Adoniram Judson e os seis anos sem um convertido

“Não nos cansemos de fazer o bem, pois no tempo próprio colheremos.” — Gálatas 6.9

Adoniram Judson chegou à Birmânia em 1813 com a esposa Ann. Aprendeu uma língua sem gramática publicada, traduziu a Bíblia inteira e pregou ano após ano para ouvintes educados e indiferentes. O primeiro convertido só veio depois de seis anos.

Quando alguém lhe perguntou quais eram as perspectivas do trabalho, ele respondeu: “tão brilhantes quanto as promessas de Deus”. Não era otimismo — era teologia.

O preço foi alto. Judson passou quase dois anos preso, acorrentado, na prisão de Ava. Ann levava comida escondida e escondeu o manuscrito da tradução dentro de um travesseiro sujo para que os guardas não o destruíssem. Ela morreu pouco depois de sua libertação. Ele enterrou esposas e filhos naquele solo.

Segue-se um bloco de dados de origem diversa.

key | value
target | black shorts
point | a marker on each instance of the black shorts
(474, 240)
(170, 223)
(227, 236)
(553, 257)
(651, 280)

Hoje, a igreja em Mianmar conta milhões de cristãos, e o nome Judson ainda aparece em seminários e hinos daquele povo. O homem não viu a colheita; ele apenas arou.

Se você está em uma temporada de arar — orando pelo cônjuge, pelo filho, por uma célula que não cresce, por um ministério que parece parado — lembre-se: fidelidade não se mede pelo relógio da nossa impaciência, mas pelas promessas de Deus.